On October 13, the port of Gothenburg (Sweden) and the port of Rotterdam (the Netherlands) signed a memorandum of understanding (MoU) committing each party to the development of a green shipping corridor.
The ports intend to strengthen an ongoing cooperation to fully decarbonise their operations and enhance digitalisation, while pursuing the goals of the Paris agreement on climate change.
Both ports have agreed to extend the green corridor to a larger network of deepsea corridors including the European Green Corridors Network established in March 2022 by the Mærsk Mc-Kinney Møller Center for Zero-Carbon Shipping.
“By fulfilling the pledges of the Clydebank Declaration from COP26 through green corridors, we can now present a more distinct path towards the decarbonisation of shipping,” said Elvir Dzanic, ceo, Gothenburg Port Authority.
Allard Castelein, ceo at the Port of Rotterdam Authority, added: “We are very pleased to further expand our ongoing cooperation with Gothenburg on sustainability in this way and we look forward to bringing more parties on board.”

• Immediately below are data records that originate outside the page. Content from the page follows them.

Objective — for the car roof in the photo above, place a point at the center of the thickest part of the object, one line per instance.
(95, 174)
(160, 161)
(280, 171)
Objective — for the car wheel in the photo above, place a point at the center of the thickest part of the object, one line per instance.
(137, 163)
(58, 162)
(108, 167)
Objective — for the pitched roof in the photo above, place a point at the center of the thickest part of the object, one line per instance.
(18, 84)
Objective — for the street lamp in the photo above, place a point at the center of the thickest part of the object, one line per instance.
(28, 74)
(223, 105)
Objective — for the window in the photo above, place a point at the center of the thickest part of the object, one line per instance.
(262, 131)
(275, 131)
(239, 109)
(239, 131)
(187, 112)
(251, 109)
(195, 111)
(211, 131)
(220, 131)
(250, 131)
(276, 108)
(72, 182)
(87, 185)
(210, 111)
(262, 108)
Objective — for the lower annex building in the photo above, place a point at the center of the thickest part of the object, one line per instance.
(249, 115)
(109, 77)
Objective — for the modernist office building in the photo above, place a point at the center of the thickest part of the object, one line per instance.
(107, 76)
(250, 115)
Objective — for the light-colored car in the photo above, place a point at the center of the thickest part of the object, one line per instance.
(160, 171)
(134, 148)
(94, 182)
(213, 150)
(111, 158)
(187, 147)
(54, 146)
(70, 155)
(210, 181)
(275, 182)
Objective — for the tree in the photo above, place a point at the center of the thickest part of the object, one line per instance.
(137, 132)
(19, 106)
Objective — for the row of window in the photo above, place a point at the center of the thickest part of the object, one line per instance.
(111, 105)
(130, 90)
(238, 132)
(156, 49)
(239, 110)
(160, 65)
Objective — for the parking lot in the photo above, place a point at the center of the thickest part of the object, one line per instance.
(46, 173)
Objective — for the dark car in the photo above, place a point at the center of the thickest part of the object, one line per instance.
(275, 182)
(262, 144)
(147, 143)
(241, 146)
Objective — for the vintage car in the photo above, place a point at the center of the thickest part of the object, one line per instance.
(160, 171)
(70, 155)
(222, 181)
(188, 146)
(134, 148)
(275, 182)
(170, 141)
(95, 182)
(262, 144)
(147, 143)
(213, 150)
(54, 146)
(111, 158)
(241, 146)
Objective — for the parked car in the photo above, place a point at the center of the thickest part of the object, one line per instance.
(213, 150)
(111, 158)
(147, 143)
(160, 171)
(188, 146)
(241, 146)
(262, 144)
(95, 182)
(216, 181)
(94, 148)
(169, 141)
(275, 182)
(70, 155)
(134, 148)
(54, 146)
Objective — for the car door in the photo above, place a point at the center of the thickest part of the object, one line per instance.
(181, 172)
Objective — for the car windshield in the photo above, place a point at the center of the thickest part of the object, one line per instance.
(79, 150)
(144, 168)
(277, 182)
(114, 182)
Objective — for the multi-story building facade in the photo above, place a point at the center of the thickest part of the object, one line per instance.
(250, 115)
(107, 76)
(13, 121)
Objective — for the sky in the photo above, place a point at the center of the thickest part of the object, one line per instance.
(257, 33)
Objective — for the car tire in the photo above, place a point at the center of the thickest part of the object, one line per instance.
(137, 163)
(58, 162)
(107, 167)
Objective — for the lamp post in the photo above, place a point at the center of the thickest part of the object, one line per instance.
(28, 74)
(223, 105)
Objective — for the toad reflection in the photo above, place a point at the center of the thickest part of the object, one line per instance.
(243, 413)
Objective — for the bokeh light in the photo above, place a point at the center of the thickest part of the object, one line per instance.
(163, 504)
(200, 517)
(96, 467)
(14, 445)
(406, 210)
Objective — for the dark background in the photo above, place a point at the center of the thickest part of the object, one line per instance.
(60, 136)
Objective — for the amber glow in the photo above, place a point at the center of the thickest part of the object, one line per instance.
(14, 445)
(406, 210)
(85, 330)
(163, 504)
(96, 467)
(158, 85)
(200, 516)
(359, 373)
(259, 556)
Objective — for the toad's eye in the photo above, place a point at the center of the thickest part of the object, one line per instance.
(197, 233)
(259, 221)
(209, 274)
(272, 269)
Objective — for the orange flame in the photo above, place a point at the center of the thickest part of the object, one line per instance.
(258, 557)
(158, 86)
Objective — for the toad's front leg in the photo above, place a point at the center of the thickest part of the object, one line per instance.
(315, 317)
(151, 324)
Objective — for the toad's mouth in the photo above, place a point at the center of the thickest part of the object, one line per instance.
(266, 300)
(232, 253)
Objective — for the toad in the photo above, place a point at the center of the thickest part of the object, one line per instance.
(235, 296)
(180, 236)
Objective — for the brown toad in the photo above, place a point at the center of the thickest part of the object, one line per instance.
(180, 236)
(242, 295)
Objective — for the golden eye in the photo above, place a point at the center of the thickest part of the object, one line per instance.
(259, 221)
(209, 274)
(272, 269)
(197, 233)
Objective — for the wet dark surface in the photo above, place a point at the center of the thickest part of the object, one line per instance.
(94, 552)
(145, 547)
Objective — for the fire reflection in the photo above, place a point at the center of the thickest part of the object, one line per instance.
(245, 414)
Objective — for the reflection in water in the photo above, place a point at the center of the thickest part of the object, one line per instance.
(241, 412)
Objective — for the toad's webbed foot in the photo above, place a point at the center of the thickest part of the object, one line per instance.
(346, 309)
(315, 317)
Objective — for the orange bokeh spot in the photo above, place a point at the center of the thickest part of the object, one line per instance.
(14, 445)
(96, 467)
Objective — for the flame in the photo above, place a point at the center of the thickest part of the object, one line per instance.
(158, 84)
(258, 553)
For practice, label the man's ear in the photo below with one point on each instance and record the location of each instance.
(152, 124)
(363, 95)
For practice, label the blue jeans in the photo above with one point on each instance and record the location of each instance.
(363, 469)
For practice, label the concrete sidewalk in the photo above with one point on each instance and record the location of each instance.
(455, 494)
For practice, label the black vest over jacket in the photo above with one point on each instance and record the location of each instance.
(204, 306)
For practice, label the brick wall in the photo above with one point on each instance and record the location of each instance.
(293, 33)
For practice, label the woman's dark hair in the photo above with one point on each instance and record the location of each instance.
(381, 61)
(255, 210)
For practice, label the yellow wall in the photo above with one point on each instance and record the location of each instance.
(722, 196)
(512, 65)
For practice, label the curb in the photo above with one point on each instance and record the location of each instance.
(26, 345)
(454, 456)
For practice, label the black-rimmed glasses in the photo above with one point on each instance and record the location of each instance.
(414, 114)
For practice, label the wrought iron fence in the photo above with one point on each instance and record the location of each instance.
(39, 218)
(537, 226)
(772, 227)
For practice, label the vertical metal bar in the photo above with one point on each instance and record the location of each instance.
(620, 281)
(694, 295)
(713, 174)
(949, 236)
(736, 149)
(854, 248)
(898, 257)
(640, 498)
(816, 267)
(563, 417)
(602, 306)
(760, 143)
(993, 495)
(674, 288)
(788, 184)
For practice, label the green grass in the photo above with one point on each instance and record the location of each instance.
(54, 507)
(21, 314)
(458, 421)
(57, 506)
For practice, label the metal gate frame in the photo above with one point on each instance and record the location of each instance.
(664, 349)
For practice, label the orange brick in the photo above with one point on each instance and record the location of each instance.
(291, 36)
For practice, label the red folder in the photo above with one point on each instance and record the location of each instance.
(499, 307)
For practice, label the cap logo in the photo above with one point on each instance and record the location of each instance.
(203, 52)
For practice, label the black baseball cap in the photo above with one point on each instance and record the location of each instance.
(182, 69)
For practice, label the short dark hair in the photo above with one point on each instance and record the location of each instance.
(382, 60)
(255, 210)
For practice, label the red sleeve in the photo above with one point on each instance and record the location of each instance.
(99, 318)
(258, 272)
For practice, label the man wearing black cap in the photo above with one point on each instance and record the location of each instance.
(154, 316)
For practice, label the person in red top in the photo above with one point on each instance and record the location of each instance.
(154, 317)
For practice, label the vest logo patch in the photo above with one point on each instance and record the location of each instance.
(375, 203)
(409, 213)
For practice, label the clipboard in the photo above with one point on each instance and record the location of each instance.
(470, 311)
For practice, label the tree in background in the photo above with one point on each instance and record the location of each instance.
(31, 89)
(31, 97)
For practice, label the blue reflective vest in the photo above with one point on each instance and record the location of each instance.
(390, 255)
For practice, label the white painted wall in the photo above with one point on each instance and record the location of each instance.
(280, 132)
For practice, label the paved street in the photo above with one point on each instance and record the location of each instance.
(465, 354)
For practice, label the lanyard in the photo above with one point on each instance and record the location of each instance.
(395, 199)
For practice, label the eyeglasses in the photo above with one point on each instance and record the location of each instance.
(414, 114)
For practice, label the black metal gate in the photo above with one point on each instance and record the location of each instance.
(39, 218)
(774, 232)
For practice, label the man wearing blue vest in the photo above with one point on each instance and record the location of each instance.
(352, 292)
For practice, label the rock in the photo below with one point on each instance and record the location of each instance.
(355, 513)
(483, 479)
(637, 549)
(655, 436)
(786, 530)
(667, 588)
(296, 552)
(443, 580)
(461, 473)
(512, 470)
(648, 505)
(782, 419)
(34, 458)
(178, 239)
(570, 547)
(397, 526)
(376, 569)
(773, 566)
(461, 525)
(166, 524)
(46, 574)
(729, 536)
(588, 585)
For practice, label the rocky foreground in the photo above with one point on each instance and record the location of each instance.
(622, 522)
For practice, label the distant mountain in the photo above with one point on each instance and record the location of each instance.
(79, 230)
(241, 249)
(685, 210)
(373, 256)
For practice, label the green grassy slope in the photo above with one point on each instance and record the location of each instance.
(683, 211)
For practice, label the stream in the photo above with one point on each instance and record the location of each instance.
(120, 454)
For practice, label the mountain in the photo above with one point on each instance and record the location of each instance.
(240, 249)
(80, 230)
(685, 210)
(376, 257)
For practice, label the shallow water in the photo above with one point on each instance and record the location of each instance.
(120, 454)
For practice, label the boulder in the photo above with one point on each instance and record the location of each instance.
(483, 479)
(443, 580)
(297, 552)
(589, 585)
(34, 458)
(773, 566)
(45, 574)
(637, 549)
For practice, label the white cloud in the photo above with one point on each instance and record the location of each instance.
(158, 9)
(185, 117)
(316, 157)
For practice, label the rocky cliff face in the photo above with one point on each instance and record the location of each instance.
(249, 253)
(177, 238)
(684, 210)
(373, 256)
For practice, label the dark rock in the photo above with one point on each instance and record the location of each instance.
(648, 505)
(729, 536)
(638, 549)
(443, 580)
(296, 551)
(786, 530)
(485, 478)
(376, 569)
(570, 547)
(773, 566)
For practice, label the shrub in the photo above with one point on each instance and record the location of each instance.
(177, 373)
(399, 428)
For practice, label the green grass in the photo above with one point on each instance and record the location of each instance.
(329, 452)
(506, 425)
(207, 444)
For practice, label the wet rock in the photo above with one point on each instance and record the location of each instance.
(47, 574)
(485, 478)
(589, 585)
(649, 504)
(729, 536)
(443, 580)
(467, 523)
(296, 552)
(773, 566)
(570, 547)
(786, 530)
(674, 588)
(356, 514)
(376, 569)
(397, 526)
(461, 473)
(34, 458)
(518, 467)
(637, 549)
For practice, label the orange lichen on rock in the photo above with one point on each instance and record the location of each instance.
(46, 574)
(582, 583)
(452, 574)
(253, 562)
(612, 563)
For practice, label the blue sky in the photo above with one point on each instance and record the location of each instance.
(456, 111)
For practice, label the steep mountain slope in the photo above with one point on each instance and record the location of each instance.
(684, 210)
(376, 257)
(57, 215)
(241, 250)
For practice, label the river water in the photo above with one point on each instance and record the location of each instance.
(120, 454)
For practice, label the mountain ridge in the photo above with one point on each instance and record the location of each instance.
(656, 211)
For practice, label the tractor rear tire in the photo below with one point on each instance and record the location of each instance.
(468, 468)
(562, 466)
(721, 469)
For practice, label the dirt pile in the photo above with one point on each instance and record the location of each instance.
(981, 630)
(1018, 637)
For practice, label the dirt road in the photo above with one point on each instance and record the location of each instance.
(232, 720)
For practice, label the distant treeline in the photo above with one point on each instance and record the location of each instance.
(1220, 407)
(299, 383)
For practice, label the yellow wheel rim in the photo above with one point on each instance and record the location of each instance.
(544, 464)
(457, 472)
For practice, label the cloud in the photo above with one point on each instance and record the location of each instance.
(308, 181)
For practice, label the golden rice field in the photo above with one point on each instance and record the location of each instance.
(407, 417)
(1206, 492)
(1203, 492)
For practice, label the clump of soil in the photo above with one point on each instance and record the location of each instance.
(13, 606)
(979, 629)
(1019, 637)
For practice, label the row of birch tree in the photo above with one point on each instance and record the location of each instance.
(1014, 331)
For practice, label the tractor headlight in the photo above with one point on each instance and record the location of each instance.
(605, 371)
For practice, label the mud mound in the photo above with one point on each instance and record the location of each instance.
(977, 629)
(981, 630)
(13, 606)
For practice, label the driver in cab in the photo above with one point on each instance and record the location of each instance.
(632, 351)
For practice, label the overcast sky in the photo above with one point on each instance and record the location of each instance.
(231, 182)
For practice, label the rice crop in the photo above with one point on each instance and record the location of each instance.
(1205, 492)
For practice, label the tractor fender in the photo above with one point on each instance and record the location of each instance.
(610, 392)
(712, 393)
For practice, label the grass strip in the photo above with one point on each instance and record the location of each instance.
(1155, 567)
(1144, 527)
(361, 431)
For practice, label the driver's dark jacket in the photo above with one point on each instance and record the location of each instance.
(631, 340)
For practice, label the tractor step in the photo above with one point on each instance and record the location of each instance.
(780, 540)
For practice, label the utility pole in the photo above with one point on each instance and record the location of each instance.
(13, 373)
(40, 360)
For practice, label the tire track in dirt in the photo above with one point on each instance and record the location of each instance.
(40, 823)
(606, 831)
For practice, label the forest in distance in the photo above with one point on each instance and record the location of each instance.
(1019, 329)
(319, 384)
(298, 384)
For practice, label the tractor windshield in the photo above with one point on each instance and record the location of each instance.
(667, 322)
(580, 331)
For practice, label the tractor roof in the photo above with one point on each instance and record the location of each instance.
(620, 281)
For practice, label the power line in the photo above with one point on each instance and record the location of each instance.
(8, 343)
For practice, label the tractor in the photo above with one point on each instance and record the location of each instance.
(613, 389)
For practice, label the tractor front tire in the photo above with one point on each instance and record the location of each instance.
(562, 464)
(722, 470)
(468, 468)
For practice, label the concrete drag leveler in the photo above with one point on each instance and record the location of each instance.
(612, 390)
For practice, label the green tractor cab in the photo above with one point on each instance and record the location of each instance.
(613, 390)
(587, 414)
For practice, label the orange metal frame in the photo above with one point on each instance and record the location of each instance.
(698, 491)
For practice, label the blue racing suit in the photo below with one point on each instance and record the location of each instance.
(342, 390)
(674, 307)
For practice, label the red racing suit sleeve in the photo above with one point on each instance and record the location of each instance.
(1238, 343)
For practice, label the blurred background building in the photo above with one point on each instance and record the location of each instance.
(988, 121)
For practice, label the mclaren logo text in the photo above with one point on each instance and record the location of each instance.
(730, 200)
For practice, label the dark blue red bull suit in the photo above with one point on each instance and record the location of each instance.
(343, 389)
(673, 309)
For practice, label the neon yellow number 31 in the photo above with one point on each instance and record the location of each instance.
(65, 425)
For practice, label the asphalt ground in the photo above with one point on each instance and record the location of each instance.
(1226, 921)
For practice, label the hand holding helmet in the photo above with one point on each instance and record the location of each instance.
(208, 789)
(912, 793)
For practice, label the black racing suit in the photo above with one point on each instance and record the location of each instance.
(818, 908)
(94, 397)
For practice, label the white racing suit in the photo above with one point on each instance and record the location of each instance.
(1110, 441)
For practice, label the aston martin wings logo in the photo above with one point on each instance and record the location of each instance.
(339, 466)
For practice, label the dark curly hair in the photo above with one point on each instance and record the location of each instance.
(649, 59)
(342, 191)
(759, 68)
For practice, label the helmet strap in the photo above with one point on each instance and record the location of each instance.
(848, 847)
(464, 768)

In a drive to promote sustainable fuels, the port of Gothenburg has published general methanol operating regulations for ship-to-ship bunkering on a larger scale, while the port of Rotterdam launched the world’s first barge-to-ship methanol bunkering operation.
Recently, the port of Rotterdam and the port authority of Singapore signed a memorandum of understanding that will see established the world’s longest green shipping corridor to enable low and zero-carbon shipping, as reported in HLPFI’s September/October 2022 supplement.